The 7.9 magnitude earthquake centered in southwestern China killed and injured thousands, and left hundreds of thousands homeless throughout the region. Among those stranded in the temblor’s wake were hundreds of Americans living in and visiting the area. The American Embassy in Beijing and the American Consulate General in Chengdu (50 miles from the epicenter) sprang into action immediately to protect and aid American citizens caught in the earthquake’s destruction, and reassure worried family members in the U.S. that their loved ones were safe.
As news of the temblor spread back to the United States, the Department, the Embassy and Consulate General Chengdu fielded phone calls from friends and family of travelers known to be in China. Posts, with help from the Department, reviewed the records of Americans who had registered their trips to the region. With this valuable information about who they were looking for, our officers in China set out to bring our citizens to safety.
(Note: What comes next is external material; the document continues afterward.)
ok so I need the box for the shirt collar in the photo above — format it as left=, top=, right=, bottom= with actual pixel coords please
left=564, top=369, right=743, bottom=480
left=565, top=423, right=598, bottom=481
Our rescue teams traveled far into affected areas, but dangerous travel conditions kept them from reaching the epicenter. Despite the dangers, and loss of power and communications throughout the area, the teams located all known Americans in the region, all safe and sound except for one who reported a minor injury. In the effort to find one of the last missing Americans, who was stranded in mountains near the epicenter, consular staff worked tirelessly with Chinese authorities. They were unable even to contact him until the American called consulate authorities on a satellite phone that the Chinese government included in relief supplies that they airlifted to the isolated region. By phone, the American assured our consular team that he was all right and could safely remain until helicopters could evacuate him.
Along the way the consular teams helped Chinese refugees whom they encountered, sowing goodwill through humanitarian assistance at a grassroots level. During a rest break near Mianyang, the team came across Chinese refugees whose farming village had been destroyed. To tide them over until relief supplies reached them, team members left the villagers cases of water and gave them money from their pockets.